Maria do Rosário Pedreira

Ao contrário do que costuma acontecer-me nas férias, li muito pouco desde que me despedi aqui no blogue a desejar boas festas (no dia 23 de Dezembro) até ontem. As razões não são partilháveis, mas são-no as páginas do que, apesar de tudo, consegui ler. Trata-se, de resto, de uma obra que eu já aqui tinha aflorado e está a fazer furor em todos os lugares onde é publicada. Recebeu elogios dos jornais espanhóis (à direita e à esquerda) e foi louvada por craques como Juan José Millás, Vargas Llosa ou Alberto Manguel. Fala daquela coisa de que gostam os que aqui vêm ao blogue: livros, pois claro! Chama-se O Infinito num Junco – A Invenção do Livro na Antiguidade e o Nascer da Sede de Leitura e assina-o Irene Vallejo, uma leitora apaixonada, doutorada em Estudos Clássicos em Saragoça e Florença e com uma ampla cultura sobre a história do livro. Trata-se de um ensaio que se lê como ficção; e, entre as dezenas de passagens que fui sublinhando e com as quais vos brindarei ao longo deste ano sempre que vier a propósito, está uma pequena história muito bonita sobre o amor que uniu Marco António e Cleópatra.
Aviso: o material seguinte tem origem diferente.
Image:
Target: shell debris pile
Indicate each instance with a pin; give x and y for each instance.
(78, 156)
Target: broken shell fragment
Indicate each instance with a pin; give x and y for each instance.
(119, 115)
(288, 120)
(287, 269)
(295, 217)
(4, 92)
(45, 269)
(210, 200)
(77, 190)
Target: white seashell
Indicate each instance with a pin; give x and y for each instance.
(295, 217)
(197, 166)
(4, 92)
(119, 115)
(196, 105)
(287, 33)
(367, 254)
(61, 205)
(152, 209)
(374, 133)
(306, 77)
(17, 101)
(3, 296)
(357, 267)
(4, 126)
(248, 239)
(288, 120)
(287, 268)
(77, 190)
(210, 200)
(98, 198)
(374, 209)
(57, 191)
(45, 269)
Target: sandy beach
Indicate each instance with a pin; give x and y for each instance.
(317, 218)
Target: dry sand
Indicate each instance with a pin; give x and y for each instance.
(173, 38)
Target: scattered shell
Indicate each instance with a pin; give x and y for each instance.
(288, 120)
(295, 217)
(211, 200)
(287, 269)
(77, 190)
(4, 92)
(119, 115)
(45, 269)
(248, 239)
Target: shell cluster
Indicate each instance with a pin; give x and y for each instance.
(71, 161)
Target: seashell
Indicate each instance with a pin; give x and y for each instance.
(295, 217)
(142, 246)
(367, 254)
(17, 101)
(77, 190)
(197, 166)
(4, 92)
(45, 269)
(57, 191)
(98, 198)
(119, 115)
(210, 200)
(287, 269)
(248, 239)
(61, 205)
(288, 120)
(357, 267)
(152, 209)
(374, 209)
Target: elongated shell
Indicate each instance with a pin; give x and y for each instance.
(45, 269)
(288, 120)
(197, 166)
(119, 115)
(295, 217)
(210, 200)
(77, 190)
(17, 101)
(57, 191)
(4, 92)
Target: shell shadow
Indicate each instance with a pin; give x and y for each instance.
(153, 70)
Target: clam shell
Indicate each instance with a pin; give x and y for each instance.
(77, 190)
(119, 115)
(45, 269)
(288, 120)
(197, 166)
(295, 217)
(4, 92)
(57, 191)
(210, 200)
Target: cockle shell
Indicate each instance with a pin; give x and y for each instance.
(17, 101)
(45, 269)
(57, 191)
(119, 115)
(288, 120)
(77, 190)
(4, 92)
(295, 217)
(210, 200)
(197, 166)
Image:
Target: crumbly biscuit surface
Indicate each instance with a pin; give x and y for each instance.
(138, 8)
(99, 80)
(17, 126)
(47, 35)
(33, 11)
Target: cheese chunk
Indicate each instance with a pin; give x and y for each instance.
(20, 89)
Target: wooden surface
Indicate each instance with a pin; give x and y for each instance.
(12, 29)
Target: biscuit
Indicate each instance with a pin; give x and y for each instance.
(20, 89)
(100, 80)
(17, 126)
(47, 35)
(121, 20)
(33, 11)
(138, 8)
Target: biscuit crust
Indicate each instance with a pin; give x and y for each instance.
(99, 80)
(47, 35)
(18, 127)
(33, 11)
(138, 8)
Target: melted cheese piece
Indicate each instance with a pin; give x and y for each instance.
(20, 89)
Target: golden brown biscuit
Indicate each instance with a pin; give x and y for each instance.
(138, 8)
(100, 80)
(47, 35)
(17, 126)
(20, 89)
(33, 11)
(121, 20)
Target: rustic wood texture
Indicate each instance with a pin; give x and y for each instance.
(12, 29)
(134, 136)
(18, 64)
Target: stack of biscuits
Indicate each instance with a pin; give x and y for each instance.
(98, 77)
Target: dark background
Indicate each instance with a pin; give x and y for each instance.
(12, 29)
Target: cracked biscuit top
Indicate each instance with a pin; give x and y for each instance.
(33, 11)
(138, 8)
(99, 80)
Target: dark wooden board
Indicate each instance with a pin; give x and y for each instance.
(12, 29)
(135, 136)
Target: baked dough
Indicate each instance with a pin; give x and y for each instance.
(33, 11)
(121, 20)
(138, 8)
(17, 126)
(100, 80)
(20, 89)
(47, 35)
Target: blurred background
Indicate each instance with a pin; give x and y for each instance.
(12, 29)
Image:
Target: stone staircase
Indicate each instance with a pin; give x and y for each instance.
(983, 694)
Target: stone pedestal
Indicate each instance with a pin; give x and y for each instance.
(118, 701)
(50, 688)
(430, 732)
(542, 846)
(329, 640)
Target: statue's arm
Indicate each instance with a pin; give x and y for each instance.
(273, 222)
Como se sabe, a poderosa rainha do Egipto tinha tudo, riqueza e jóias; e, quando começou a pensar num presente de que ela não fosse desdenhar (tinha-a visto derreter uma pérola em vinagre e bebê-la), Marco António resolveu deitar-lhe aos pés 200.000 livros para a Biblioteca de Alexandria. Claro que ela não resistiu a tal oferenda e foi o que se sabe. Bem, se se interessam pelos livros como capital de paixão, não hesitem em ler este. E em sublinhá-lo, porque em todas as suas páginas há pérolas que convém não dissolver.